First, a quick refresher: power is like the speedometer of the car and energy is like the odometer. In this case, we measure power in Watts or kilowatts, “kW”. And energy in kilowatt-hours, “kWh”. The difference is adding time to the calculation.
The unit cost per power rating, dollars per kilowatt, $/kW, makes it easy for solar experts to compare similar equipment or labor tasks. The $/kW is very common, in that it mostly means more solar panels for the same investment. But as a project financial metric, particularly for an owner or buyer, it is like buying a car based on dollars per pound. Weight isn’t why you buy a car, and power rating isn’t why you buy solar.
Isn’t the goal really to produce energy? Energy is what keeps the lights on, powers your machinery and computers.

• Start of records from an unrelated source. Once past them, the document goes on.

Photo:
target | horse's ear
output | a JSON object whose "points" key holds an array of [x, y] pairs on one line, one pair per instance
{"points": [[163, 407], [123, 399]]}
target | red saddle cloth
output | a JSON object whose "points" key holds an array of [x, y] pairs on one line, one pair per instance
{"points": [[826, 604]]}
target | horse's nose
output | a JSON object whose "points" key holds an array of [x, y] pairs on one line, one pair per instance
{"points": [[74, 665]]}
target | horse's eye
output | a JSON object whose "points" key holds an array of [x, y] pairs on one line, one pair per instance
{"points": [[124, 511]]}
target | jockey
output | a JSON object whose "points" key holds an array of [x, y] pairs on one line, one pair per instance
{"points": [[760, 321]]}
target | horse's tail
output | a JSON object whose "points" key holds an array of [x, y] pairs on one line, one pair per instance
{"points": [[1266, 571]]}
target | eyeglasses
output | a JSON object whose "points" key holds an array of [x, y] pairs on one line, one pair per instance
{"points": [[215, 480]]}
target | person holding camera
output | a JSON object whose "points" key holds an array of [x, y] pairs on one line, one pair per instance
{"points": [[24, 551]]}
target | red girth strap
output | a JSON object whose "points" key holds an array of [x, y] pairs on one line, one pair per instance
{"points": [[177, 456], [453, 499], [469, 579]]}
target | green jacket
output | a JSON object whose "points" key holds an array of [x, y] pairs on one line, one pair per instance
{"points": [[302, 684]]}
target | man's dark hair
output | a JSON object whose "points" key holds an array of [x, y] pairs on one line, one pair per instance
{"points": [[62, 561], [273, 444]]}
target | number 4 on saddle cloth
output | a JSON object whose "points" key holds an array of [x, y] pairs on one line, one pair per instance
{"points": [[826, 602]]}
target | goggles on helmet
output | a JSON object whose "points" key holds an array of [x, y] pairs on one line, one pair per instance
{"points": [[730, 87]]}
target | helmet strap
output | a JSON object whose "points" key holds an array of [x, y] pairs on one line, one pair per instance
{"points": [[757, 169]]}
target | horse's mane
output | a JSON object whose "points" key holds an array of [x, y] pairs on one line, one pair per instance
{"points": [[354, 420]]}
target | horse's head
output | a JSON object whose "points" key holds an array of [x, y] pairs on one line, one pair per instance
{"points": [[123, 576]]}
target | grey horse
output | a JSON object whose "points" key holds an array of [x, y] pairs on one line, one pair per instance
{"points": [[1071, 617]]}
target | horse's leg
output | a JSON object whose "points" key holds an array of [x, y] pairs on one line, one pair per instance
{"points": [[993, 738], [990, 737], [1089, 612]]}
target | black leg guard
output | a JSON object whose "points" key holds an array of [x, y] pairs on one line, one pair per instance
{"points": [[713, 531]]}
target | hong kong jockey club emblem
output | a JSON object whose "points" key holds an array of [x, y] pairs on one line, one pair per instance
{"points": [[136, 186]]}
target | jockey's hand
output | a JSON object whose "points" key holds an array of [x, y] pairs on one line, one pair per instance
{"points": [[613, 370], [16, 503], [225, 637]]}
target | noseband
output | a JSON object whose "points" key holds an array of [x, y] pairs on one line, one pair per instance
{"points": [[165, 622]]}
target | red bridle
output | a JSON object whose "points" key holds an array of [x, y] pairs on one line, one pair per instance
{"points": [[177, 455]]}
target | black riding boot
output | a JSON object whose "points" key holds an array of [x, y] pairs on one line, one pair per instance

What makes the difference in reducing your expenses and everything else good about solar is the cost of energy, in dollars-per-kilowatt-hour (that's "$/kWh"). You pay the utility for energy in kWh, right? And isn’t it the same thing for an electric system that burns diesel to make electricity; gallons per kWh?

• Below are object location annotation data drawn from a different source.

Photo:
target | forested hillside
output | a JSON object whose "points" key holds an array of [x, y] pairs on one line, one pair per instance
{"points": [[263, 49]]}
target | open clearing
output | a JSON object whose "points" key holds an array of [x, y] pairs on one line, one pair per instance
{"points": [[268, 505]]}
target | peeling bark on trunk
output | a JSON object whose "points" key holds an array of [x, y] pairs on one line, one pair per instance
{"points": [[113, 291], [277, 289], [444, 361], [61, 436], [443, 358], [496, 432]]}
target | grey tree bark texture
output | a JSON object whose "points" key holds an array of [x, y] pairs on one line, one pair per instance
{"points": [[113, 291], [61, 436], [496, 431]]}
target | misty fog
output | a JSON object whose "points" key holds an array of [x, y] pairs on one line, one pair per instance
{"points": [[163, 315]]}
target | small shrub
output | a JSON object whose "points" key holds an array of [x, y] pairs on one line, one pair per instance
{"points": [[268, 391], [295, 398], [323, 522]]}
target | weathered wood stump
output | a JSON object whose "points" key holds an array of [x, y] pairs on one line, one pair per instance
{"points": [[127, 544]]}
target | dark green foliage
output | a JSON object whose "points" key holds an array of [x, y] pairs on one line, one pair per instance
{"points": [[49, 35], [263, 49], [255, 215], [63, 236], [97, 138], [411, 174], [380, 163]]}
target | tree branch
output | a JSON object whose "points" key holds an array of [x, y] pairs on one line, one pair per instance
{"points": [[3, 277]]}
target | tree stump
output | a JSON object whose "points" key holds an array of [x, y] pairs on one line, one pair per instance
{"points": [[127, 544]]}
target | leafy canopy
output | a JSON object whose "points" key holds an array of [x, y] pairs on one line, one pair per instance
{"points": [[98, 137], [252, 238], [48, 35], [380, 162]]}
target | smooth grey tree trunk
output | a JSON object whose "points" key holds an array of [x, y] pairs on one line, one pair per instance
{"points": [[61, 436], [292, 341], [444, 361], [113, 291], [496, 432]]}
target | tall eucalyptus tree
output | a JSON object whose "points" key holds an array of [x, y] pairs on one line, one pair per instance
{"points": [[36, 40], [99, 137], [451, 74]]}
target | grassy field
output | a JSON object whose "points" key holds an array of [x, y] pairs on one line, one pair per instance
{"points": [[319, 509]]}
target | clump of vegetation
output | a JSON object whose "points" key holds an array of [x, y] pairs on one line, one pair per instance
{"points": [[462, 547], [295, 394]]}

Ok, so once we agree we really want to make and buy energy, then we have to decide on how that is calculated and measured. Because while $/kWh is a much better metric, it isn’t as simple as $/kW to figure out.
A good way to figure $/kWh is to divide the life-cycle cost by the life-cycle energy, and that’s pretty easy to do. The life-cycle cost is the first cost plus annual recurring cost and equipment replacements in different years. The energy estimate usually will come from a computer simulation, using a program like “PVSyst”. This package takes the actual engineering information about the array and calculates the energy production day by day through the year. The PVSyst model is a worldwide bankable model, and every solar engineer should know how to use it to calculate accurate results.

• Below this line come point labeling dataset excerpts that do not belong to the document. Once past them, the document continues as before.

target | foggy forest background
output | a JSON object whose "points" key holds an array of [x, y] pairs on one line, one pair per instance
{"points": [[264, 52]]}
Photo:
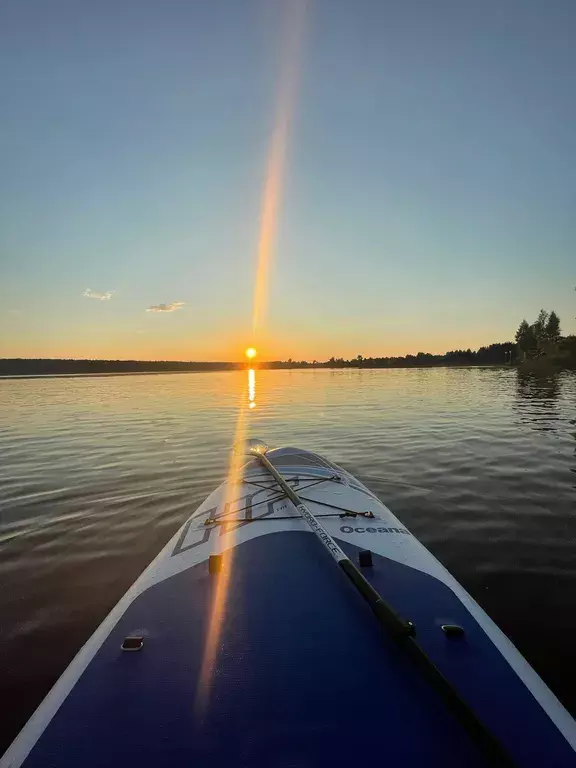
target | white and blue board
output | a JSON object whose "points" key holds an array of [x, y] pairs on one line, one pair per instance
{"points": [[243, 644]]}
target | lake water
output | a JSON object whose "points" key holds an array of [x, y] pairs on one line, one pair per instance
{"points": [[96, 473]]}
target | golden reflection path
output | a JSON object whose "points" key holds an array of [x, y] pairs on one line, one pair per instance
{"points": [[271, 198]]}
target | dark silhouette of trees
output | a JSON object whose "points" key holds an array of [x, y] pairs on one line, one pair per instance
{"points": [[542, 337], [553, 332]]}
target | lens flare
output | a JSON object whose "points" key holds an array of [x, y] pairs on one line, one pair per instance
{"points": [[251, 388], [276, 163], [271, 196]]}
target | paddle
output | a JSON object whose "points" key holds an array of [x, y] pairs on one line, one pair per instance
{"points": [[401, 630]]}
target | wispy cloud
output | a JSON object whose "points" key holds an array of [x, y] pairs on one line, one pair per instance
{"points": [[172, 307], [90, 294]]}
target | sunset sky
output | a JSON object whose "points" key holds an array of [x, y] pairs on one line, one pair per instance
{"points": [[424, 175]]}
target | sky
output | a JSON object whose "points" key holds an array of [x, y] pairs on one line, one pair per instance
{"points": [[425, 195]]}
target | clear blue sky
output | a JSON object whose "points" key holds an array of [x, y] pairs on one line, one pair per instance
{"points": [[430, 195]]}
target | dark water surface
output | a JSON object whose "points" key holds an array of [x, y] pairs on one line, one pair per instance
{"points": [[96, 474]]}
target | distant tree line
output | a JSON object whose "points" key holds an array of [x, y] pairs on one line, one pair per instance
{"points": [[50, 367], [492, 354], [541, 339]]}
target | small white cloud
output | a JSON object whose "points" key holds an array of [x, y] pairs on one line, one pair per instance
{"points": [[172, 307], [90, 294]]}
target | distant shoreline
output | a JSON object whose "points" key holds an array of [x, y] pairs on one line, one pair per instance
{"points": [[67, 369]]}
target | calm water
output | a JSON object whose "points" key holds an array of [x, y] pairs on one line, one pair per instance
{"points": [[98, 473]]}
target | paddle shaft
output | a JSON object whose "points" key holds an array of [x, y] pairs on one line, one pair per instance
{"points": [[401, 630]]}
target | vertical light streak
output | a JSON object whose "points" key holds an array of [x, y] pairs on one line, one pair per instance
{"points": [[276, 162], [271, 198], [251, 388]]}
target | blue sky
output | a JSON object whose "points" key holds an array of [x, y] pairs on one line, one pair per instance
{"points": [[429, 200]]}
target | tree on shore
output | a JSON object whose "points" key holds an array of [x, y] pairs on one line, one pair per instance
{"points": [[553, 332], [526, 337], [540, 337]]}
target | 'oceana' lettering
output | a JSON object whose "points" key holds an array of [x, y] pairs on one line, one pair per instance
{"points": [[350, 529]]}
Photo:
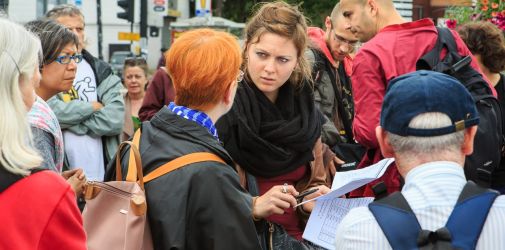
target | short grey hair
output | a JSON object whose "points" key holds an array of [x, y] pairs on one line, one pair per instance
{"points": [[433, 145], [47, 30], [64, 10]]}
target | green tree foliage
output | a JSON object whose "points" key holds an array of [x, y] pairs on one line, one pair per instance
{"points": [[240, 10]]}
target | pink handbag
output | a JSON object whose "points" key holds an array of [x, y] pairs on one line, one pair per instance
{"points": [[115, 215]]}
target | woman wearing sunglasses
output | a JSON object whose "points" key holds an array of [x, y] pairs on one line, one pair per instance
{"points": [[38, 209], [58, 67]]}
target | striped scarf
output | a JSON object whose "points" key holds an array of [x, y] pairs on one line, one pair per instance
{"points": [[194, 115], [41, 116]]}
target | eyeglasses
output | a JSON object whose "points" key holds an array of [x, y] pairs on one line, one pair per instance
{"points": [[66, 59], [341, 40], [134, 61], [240, 76]]}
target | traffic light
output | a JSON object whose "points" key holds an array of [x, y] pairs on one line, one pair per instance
{"points": [[128, 6]]}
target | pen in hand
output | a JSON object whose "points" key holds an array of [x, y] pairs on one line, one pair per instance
{"points": [[300, 197]]}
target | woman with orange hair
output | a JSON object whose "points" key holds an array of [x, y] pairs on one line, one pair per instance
{"points": [[202, 205]]}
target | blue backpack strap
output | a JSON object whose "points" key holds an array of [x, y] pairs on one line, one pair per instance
{"points": [[469, 215], [397, 221]]}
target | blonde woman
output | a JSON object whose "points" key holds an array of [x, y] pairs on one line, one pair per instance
{"points": [[38, 207]]}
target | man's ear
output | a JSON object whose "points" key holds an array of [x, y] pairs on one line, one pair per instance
{"points": [[467, 147], [327, 24], [373, 7], [383, 139]]}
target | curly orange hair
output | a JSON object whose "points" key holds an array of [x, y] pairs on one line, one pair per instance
{"points": [[203, 63]]}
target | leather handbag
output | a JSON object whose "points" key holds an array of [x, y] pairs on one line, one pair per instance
{"points": [[115, 215]]}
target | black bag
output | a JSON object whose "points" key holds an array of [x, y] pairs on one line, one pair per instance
{"points": [[483, 165], [346, 149], [462, 230]]}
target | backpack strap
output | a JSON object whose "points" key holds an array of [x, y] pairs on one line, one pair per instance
{"points": [[397, 221], [432, 58], [181, 162], [402, 229], [475, 201], [321, 63], [165, 168]]}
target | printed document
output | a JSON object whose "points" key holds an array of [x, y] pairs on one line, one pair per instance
{"points": [[345, 182], [326, 216]]}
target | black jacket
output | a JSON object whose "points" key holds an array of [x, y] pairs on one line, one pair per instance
{"points": [[200, 206]]}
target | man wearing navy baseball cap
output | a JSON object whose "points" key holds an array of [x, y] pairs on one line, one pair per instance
{"points": [[428, 122]]}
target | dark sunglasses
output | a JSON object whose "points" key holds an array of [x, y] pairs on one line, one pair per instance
{"points": [[132, 61]]}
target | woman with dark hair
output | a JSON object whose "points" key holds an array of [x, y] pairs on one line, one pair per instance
{"points": [[135, 81], [38, 208], [59, 64], [273, 130], [487, 43]]}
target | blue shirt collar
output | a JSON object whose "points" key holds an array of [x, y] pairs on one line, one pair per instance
{"points": [[194, 115]]}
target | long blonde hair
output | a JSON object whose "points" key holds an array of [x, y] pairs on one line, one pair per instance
{"points": [[20, 52]]}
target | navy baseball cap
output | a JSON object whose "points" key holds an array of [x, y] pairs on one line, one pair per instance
{"points": [[427, 91]]}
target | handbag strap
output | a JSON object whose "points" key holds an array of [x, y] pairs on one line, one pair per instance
{"points": [[134, 160], [137, 164], [181, 162]]}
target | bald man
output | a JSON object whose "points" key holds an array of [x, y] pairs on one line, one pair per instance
{"points": [[332, 63], [392, 47]]}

Then the $/kWh is calculated as the lifetime cost divided by lifetime energy. Usually that is the discounted time-value of cost and energy, but that’s a minor detail. The time-value calculation accounts for lifecycle cost for inverters, for instance.
Then there are other things that will affect the cost that you should keep in mind. Let’s look at these in $/kW, because this metric is good at comparing options that are alike in every way except one. We will start by defining a typical $/kW for a commercial solar project - let’s assume $2,000/ kW for the sake of discussion.
It is fairly easy to get a solar-energy system designed and installed and help your business start performing better. But not all solar-energy systems are equal. A savvy Owner needs to ask the right questions to get the best value – that really delivers on the Owner’s goals. Asking for a strong Quality Assurance / Quality Control plan, and cost metrics focused on energy, not power, are good places to start.